5. GDP per capita exceeding that of the Euro area
Under Joseph Muscat’s premiership, Malta’s GDP reached and exceeded, for the first time, the EU average. Despite the great economic shocks of recent years, under Dr Abela the economy reached another milestone. For the first time, the country’s GDP reached the Euro area per capita average in 2022 and it exceeded it during 2023, as the Euro area economy stagnated while Malta’s growth remained strong.
6. The highest level of household bank deposits and the largest number of homeowners
In the 2008 economic crisis, the Nationalist government’s policy of shifting burdens on households and businesses meant that deposits with banks declined while the property market stagnated. In contrast, the strong response of the Labour administration led by Robert Abela led to a situation where, since 2020, families have increased their deposits with banks by more than €3 billion, while each year residential properties worth more than €3 billion have been purchased.
7. Most extensive support ever given to families and businesses to counter inflation shock
Relative to GDP, support to households and businesses in Malta was one and a half times the European average. In fact, Malta is the only country in Europe where electricity, fuel, and gas are now less expensive than they were in 2020. Meanwhile, in several other countries the increase in the prices of these essential goods and services was the cause of almost half of the inflation. An average Maltese household is saving around €2,000 a year due to the government’s support.
8. Lowest number of people dependent on social assistance
While four years ago there were almost 4,900 people dependent on social assistance, now this number has decreased to 3,900. This means that one in five who depended on this support in 2019 are now able to fend for themselves. Even when looking at single parents, for every four that were dependent on social assistance in 2019, there are now only three. The Abela administration managed to reduce the rate of those in severe material deprivation to below 5%, or a quarter below the European average.
9. Public investment in excess of €1 billion
While austerity reigns across Europe, last year the administration made an unprecedented capital investment of €1,060 million. This resulted in the opening of several new schools, health centres, medical facilities, infrastructure projects, road transport, digital investments as well as unprecedented environmental capital projects. Capital expenditure under Robert Abela was three times that in 2012. Despite this, the national debt burden remained below 60% of GDP, while under a Nationalist government it had reached the worrying rate of 70%.

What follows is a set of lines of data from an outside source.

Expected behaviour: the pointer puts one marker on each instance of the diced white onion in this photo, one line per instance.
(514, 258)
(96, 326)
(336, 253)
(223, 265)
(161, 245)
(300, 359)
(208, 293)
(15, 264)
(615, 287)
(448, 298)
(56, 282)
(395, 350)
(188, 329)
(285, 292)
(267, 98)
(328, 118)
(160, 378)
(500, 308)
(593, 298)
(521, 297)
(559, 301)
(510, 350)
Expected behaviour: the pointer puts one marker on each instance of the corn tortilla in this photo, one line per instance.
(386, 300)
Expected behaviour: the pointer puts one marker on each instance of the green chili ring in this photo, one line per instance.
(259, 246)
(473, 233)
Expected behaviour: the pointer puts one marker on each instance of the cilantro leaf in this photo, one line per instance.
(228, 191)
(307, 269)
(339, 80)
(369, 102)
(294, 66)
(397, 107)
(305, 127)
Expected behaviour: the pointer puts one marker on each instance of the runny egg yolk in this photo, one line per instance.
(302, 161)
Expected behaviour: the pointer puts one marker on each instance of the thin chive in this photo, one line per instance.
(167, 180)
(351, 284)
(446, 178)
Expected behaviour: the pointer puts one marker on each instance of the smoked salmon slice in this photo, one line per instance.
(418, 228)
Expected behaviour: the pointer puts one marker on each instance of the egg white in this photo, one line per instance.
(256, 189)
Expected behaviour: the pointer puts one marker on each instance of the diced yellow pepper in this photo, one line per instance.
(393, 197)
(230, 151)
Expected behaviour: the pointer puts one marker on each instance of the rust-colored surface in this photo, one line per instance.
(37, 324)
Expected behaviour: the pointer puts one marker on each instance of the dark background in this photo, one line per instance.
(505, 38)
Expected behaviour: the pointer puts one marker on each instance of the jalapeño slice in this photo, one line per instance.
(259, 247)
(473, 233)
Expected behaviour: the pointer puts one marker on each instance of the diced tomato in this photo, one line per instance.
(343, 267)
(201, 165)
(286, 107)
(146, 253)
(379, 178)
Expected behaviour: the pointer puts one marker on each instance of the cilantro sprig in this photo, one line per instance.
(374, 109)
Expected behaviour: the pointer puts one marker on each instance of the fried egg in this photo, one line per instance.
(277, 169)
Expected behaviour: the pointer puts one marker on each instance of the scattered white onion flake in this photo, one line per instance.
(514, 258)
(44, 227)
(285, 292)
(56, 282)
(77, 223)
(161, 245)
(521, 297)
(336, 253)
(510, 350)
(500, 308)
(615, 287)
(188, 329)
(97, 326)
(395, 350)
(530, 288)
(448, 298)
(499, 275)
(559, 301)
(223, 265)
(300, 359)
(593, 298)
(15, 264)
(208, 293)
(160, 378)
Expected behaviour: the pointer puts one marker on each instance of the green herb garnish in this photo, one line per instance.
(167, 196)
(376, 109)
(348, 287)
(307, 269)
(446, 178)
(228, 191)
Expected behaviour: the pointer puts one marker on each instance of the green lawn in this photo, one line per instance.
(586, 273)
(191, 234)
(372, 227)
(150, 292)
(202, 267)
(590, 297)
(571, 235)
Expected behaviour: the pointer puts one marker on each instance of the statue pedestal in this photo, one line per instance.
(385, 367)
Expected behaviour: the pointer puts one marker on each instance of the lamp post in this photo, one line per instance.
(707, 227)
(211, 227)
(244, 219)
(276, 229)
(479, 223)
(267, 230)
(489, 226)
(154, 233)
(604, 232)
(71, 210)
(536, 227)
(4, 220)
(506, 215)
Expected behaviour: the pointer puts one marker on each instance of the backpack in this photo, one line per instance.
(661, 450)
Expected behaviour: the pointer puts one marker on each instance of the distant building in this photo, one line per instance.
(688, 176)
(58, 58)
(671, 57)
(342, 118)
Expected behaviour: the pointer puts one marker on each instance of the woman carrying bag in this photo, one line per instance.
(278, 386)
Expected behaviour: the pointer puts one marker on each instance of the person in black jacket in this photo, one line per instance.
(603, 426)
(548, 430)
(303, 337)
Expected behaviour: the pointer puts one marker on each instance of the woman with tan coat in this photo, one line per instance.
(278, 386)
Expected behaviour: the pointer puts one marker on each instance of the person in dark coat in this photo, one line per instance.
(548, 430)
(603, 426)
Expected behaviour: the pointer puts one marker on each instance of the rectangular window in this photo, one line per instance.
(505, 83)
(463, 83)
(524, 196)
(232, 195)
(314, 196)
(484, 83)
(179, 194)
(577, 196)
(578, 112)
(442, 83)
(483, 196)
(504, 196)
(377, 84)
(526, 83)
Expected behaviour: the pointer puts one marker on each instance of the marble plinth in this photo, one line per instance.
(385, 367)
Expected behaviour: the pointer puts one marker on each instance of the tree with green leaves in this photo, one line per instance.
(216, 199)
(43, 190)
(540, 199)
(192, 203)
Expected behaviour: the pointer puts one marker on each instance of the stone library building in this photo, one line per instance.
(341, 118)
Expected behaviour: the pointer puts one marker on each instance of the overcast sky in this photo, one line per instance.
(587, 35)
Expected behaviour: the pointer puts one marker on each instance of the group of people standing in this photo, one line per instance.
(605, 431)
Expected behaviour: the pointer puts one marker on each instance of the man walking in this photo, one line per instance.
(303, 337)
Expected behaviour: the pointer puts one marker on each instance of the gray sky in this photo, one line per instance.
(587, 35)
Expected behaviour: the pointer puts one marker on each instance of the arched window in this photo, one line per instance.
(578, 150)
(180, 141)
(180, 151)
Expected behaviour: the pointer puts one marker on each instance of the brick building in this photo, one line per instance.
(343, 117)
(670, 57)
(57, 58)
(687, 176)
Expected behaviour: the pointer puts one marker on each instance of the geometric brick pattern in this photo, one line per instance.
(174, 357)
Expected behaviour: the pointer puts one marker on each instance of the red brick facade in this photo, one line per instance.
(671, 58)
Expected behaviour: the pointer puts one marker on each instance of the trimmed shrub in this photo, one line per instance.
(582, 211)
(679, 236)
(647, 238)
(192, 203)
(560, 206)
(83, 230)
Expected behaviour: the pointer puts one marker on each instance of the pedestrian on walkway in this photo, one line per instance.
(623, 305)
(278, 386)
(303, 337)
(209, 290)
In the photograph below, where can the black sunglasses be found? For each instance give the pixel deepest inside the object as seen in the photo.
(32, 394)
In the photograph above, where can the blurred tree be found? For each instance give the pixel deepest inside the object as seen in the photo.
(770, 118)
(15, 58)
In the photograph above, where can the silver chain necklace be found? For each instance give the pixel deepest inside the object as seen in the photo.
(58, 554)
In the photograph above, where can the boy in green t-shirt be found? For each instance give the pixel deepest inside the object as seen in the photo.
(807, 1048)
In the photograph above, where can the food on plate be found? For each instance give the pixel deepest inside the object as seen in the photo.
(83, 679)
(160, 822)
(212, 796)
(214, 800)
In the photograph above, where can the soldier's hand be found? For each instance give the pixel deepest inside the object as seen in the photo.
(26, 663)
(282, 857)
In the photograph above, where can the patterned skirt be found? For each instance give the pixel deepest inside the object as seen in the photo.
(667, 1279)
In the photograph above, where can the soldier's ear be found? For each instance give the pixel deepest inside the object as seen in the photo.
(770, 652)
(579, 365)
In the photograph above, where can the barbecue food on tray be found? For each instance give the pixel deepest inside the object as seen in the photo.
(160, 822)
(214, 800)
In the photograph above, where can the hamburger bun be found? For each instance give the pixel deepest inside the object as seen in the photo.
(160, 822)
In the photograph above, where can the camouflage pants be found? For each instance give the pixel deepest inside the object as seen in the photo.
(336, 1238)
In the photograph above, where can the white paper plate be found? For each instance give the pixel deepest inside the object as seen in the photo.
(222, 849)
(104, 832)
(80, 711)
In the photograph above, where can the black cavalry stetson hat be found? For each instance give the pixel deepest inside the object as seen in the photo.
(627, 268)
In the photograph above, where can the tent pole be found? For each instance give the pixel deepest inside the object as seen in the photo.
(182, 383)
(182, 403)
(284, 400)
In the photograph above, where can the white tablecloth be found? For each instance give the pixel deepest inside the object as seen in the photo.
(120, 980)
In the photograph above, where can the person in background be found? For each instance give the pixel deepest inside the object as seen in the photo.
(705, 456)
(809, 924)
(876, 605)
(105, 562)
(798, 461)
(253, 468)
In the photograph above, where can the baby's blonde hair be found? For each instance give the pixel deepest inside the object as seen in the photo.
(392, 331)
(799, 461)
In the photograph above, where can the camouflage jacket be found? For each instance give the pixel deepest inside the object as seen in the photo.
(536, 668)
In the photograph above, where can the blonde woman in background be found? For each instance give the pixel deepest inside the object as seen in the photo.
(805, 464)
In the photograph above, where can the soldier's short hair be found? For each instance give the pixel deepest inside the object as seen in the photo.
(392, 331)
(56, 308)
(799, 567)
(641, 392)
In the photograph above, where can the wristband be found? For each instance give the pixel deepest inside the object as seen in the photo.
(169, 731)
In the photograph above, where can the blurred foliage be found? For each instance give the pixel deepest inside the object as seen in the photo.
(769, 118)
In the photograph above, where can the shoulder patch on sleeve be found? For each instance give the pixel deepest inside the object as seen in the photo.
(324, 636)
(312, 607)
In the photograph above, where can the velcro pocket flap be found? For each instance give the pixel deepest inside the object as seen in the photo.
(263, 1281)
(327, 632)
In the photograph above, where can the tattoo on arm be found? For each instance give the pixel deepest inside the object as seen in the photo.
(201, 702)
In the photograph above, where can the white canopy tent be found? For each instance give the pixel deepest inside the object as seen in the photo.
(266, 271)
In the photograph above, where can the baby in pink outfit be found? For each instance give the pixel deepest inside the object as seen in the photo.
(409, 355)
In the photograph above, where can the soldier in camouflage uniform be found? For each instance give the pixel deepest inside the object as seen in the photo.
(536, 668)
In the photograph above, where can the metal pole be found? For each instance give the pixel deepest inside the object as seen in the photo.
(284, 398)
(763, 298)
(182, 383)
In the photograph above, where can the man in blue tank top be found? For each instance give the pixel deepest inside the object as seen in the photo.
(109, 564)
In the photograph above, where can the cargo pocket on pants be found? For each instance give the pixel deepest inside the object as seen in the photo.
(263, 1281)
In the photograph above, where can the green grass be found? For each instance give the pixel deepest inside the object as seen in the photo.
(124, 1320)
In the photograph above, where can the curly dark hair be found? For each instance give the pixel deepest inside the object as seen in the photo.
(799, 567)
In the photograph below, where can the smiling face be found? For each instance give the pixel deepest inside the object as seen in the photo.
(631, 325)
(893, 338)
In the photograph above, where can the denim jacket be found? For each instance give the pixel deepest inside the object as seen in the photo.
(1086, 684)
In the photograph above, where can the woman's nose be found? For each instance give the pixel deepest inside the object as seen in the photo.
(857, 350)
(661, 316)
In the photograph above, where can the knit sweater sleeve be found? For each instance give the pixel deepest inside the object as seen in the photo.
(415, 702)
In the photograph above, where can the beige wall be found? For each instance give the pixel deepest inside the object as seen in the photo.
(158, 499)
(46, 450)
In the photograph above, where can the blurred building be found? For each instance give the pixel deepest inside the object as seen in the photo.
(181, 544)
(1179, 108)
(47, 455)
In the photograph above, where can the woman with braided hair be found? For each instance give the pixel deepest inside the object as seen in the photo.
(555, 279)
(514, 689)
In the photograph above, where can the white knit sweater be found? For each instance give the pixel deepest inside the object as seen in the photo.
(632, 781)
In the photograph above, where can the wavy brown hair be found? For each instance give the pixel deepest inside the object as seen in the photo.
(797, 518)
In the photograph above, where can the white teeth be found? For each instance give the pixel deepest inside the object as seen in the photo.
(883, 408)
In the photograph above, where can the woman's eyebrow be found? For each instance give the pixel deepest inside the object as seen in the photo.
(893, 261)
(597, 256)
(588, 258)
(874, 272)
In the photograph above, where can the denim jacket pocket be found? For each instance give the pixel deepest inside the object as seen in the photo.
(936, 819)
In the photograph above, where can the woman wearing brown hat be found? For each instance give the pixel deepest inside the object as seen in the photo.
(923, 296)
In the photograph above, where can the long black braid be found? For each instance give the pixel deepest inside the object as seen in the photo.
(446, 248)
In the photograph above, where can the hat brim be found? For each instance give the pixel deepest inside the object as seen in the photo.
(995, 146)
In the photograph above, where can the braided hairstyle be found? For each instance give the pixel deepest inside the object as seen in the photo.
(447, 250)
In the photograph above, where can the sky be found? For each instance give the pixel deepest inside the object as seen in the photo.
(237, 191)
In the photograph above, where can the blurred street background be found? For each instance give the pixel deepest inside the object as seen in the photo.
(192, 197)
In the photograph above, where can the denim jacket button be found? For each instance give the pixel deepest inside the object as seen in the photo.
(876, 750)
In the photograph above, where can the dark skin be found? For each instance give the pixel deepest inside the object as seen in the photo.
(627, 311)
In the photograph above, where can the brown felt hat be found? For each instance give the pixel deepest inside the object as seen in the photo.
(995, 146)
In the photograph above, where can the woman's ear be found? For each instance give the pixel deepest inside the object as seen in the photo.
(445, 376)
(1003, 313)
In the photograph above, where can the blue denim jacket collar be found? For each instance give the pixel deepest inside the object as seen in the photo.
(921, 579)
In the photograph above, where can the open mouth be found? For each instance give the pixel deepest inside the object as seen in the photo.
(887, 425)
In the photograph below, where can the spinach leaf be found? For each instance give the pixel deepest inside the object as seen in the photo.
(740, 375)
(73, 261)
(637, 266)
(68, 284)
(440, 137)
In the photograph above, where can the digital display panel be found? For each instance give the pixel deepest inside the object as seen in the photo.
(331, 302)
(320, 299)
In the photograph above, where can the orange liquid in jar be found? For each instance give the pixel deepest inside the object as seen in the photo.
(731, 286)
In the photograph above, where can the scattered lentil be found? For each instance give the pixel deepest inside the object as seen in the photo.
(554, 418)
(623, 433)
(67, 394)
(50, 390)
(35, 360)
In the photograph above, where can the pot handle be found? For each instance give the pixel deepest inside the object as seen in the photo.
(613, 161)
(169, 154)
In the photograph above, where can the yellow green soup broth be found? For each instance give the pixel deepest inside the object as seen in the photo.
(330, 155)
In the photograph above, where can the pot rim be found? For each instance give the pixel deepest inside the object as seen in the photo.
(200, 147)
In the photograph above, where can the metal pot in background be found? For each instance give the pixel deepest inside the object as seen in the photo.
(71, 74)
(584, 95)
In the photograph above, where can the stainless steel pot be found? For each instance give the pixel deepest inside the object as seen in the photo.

10. The biggest increase in pensions, children’s allowance, and the minimum wage in history
Besides investing in physical capital, the administration led by Robert Abela continued to push for more social investment, granting the biggest increases ever given in pensions, children’s allowance, and the minimum wage. Pensions will increase by at least €15 per week, with many categories of pensioners such as widows and widowers getting even higher increases. Families will see an increase of €250 in their children’s allowance, while those on the minimum wage will see it increase by more than 10%. At the same time there are other notable increases, including an improvement of €1,000 in the live-in carer grant, the introduction of the additional cost of living mechanism with a benefit of up to €1,500, as well as the boosting of the carer’s grant. As a result, the government’s social expenditure has now reached almost €2.25 billion a year.